Use the talons: Justice must crack down on eagle deaths
November 25, 2013 7:17 PM
The Obama administration has long supported renewable energy sources such as wind power that do not create the pollution associated with climate change. That is wise as far as it goes, but its wisdom so far has not extended to being tough on wind farms that kill birds in excessive numbers.
On Friday, the administration belatedly made up for its selective enforcement by reaching a settlement with Duke Energy Corp. and its renewable energy division, which pleaded guilty to killing 14 eagles and 149 other birds at two Wyoming sites.
Although the administration had targeted traditional fossil fuel companies with the same law, this was the first time a wind firm had been prosecuted. “In this plea agreement, Duke Energy Renewables acknowledges that it constructed these wind projects in a manner it knew beforehand would likely result in avian deaths,” said acting Assistant Attorney General Robert G. Dreher of the Justice Department’s Environmental and Natural Resources Division.
Unfortunately, a penalty of $1 million is small change for an offense that needs to be deterred precisely because it is so common. In May, The Associated Press reported that dozens of eagle deaths have been caused by wind energy farms. In September, a federal study found that wind turbines had killed at least 67 bald and golden eagles in the last five years.
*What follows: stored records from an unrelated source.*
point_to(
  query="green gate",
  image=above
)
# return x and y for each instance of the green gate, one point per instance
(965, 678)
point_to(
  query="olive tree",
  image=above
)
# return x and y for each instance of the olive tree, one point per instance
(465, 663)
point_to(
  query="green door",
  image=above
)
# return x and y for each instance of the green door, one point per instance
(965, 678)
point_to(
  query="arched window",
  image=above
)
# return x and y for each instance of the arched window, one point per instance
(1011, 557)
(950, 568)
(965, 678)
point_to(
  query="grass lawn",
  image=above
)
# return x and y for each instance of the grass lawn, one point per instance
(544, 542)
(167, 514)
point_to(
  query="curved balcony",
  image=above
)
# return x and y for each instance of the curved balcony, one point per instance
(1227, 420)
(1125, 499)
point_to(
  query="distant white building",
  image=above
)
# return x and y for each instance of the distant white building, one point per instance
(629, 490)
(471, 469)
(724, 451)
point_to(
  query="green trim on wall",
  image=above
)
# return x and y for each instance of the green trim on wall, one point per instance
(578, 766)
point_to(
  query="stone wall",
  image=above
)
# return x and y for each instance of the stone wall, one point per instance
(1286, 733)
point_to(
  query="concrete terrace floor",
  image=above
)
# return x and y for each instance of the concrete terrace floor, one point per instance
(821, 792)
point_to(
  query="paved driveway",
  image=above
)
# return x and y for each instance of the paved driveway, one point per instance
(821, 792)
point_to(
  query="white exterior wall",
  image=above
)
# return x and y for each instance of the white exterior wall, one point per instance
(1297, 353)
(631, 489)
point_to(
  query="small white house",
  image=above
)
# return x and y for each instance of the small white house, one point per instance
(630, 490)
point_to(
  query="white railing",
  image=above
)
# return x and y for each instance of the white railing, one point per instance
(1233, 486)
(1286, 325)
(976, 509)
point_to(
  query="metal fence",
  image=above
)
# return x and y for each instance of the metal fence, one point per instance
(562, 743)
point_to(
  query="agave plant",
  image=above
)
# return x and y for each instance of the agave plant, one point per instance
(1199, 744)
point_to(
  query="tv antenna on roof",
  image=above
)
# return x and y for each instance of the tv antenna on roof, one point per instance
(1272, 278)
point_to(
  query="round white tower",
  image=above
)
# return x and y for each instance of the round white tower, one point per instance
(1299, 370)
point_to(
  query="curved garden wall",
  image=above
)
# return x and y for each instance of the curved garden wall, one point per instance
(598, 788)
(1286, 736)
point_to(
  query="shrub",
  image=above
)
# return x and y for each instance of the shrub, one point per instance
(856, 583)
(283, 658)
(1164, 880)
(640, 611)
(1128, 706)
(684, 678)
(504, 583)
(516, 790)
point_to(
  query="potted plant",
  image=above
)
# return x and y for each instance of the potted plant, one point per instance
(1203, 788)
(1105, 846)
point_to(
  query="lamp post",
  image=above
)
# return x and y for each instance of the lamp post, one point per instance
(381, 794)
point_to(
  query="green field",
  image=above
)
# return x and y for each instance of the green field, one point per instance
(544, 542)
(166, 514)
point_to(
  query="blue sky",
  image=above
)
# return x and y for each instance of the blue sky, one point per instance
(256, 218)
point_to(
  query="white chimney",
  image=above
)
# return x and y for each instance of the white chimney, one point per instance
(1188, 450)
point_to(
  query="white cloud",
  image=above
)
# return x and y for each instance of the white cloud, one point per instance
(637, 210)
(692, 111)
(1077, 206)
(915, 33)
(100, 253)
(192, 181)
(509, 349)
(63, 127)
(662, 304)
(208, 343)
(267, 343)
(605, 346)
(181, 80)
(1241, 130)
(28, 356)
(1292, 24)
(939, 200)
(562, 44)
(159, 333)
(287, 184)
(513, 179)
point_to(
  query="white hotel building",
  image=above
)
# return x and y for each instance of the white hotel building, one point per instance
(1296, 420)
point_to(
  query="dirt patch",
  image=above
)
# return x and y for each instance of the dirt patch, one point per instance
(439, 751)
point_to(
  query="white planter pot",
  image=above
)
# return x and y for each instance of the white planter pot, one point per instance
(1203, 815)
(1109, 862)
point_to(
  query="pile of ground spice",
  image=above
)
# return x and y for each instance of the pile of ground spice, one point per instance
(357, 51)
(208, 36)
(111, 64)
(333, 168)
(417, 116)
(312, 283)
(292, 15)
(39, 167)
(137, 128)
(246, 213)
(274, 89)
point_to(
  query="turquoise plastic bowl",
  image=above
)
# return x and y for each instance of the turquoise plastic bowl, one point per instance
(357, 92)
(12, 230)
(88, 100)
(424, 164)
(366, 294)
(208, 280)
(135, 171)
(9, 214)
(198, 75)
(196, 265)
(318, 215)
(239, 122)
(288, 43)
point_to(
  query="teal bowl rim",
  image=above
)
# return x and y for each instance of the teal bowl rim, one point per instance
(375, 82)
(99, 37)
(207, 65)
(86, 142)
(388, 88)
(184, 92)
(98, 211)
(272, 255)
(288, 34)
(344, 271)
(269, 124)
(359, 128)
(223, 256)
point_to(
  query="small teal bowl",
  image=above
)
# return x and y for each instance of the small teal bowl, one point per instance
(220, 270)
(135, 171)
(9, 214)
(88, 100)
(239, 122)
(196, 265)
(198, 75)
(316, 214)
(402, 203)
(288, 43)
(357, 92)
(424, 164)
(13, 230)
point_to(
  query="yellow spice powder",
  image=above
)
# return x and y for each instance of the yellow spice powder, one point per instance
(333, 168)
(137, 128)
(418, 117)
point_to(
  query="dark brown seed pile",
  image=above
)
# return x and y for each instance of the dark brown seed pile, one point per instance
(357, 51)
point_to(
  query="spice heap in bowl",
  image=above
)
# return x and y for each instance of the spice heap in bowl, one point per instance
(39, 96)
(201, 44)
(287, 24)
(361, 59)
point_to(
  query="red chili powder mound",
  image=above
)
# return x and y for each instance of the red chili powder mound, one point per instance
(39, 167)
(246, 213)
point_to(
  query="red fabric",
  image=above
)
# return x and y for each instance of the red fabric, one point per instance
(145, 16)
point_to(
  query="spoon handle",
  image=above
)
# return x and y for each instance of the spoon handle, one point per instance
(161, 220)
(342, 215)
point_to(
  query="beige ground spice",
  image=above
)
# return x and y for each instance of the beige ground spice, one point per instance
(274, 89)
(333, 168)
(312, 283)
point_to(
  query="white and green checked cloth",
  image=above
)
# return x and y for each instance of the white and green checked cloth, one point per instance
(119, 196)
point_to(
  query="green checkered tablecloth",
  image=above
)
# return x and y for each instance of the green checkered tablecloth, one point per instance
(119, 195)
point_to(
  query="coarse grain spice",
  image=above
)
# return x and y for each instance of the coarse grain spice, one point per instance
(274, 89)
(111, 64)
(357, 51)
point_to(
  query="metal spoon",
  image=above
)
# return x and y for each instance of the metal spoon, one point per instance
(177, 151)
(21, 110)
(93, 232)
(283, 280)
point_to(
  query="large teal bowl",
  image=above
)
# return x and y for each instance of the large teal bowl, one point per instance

Although it is well known that wind farms are a lethal threat to migratory birds and bats, eagles — majestic raptors that gave the nation its most compelling symbol — have a special claim on the nation’s affections.
As George Fenwick, president of the American Bird Conservancy, said: “wind energy is not green if it’s killing hundreds of thousands of birds.” Although wind energy companies say they are addressing the issue, clearly much more must be done, by siting wind farms with a view to bird behavior and deterring birds before they hit turbines.
The government needs to be tough. A person who shot an eagle with a rifle would be prosecuted to the fullest extent of the law. Wind energy companies should be, too.